デザインは多種多様です。時代の空気に合わせて、多くのトレンドが生まれてきます。Webデザインの世界もそれは同じ、特に最近はPCからスマホへと閲覧環境がシフトしたため、大きな変化が起こっています。
ここでは、昨今のWebデザインのトレンドを振り返りこれからのデザインを探っていきたいと思います。
この記事の執筆にあたっては、毎年12月に開催されその年のWebデザインのトレンドを振り返る大規模イベント、「CSS Nite LP50 Shift10:Webデザイン行く年来る年」の内容をいくつか参考にさせて頂いています。
Webデザイン トレンドの話の前に
「トレンド」と聞くと、最先端という言葉がイメージされます。
実際に私もそうで、以前は最新情報をキャッチアップせねばという思いで、トレンドを追っていました。しかし実際のトレンドとは、その時期に人気のあるもので必ずしも最先端とは限りません。
よく「ファッションの流行は、20年前後の周期で繰り返す」と言われます。Webも普及してからそろそろ20年。

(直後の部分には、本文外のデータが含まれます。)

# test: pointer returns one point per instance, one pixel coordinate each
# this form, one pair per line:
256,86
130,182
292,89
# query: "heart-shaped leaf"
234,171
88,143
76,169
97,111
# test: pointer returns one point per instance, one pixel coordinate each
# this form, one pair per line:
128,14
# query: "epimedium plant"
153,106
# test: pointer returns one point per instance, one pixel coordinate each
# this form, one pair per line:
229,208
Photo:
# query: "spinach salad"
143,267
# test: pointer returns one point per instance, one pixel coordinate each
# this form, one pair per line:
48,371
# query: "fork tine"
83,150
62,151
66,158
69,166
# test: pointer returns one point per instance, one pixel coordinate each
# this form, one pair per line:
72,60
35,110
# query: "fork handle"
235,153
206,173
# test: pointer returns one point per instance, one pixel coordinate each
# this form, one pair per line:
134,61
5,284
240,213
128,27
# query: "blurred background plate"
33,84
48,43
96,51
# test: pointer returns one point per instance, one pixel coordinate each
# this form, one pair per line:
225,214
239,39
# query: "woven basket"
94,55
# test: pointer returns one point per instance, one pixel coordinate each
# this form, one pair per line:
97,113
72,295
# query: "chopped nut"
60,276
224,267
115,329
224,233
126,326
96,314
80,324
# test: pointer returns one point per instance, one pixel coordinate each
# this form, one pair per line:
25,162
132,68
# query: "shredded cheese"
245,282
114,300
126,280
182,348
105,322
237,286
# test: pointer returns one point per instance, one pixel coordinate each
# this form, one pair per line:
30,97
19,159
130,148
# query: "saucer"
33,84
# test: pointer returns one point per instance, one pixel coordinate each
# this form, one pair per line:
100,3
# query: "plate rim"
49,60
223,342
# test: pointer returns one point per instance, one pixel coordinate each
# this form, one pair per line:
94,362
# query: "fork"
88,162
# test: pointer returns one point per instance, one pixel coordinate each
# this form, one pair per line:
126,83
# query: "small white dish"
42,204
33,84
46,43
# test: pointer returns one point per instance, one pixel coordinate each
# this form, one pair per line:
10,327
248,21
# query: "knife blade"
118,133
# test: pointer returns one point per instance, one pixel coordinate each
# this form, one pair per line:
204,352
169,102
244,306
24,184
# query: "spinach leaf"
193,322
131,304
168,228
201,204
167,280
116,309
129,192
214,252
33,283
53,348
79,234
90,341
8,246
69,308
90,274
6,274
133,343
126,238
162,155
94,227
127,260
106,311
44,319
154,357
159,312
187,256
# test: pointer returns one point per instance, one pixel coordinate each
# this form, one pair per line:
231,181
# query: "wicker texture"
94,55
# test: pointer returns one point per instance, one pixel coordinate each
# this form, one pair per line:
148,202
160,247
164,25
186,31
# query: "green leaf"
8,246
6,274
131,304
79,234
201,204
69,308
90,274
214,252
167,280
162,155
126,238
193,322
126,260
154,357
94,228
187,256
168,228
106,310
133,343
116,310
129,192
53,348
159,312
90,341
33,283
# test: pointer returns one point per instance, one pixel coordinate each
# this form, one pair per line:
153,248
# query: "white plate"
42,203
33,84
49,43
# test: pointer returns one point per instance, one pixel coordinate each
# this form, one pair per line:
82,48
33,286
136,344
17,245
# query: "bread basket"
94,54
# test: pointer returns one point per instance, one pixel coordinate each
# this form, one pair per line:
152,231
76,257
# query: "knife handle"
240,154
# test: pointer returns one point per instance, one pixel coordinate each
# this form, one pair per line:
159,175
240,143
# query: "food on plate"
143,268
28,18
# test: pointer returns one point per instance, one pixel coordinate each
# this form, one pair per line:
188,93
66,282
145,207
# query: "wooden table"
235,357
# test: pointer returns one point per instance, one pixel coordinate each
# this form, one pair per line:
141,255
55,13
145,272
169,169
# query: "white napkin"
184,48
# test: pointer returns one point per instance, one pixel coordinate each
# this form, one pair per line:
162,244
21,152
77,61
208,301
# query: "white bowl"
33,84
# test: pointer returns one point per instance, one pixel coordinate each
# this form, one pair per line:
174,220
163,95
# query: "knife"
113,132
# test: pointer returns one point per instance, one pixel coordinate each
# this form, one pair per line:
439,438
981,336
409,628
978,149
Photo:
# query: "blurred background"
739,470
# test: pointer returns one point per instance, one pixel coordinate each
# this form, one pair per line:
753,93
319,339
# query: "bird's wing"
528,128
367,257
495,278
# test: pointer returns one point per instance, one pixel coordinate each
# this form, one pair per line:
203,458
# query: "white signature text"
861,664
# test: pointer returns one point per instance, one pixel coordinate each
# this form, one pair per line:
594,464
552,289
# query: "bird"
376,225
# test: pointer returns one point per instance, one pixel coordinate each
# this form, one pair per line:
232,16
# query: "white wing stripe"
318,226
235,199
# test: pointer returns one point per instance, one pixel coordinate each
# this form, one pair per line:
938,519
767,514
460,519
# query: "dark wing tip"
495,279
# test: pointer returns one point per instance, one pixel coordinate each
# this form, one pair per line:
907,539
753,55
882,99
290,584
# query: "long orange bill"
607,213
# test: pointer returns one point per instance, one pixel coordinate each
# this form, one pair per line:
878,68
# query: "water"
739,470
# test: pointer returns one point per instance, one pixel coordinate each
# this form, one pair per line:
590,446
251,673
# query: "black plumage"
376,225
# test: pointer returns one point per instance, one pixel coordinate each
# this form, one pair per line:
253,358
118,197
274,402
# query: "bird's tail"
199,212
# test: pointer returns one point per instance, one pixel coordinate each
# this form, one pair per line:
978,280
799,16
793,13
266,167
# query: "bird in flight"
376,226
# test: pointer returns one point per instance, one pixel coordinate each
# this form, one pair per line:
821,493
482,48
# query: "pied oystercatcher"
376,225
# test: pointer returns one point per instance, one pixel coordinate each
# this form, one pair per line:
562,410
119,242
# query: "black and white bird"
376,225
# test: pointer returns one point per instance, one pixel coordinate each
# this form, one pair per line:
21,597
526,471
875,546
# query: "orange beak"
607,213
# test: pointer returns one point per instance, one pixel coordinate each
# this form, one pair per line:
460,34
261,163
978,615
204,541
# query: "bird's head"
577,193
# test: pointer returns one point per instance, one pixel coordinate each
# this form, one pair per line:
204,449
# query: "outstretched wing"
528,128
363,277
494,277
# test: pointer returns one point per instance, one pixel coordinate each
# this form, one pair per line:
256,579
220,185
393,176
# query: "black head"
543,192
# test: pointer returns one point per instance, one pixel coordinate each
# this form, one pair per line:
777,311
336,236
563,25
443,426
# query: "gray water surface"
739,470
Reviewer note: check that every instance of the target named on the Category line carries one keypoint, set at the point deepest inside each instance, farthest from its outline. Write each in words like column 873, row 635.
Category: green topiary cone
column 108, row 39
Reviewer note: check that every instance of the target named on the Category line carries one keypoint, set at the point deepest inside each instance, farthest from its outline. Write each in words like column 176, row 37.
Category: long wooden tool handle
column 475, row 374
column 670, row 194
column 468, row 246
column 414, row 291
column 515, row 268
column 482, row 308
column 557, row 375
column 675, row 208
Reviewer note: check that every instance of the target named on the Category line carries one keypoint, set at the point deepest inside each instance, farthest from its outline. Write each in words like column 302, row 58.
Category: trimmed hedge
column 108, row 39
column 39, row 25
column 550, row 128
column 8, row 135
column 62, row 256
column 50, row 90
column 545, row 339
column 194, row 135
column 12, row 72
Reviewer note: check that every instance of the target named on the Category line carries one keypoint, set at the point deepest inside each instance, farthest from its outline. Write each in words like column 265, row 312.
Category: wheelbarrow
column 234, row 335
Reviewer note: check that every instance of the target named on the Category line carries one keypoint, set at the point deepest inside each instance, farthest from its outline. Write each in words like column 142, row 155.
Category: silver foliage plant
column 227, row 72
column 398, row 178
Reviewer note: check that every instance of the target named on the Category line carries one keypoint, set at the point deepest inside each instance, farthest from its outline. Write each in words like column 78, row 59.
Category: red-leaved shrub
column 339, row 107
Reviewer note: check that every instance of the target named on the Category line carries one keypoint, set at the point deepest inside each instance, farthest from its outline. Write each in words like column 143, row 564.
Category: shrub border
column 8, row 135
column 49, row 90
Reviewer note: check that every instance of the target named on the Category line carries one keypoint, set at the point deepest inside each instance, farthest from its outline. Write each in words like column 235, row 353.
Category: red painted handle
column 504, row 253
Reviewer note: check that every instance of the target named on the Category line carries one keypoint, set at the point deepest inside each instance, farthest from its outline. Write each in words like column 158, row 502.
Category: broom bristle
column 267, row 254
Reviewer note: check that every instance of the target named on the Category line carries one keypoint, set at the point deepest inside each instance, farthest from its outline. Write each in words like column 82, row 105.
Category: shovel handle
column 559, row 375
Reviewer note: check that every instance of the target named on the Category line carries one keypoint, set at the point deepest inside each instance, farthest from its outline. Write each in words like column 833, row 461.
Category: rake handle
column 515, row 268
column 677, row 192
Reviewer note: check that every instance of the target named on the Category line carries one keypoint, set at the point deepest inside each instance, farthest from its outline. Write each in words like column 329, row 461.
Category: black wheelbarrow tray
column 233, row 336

ですから写真やレイアウト、フォントなどのデザインに、ちらほら一周回ってきた傾向が見え始めています。
ただトレンドは正解ではないのですから、一斉にそれに向かって飛びつくのは好ましいとは言えません。
例えばユーザビリティという言葉はすっかり定着しましたが、「こんなデザインが流行っているけど、ユーザビリティ的にどうなの?」というサイトも多く見かけます。
トレンドにただ乗っかるだけでなく、そこから自分なりの課題解決のヒントを探っていく事が大切です。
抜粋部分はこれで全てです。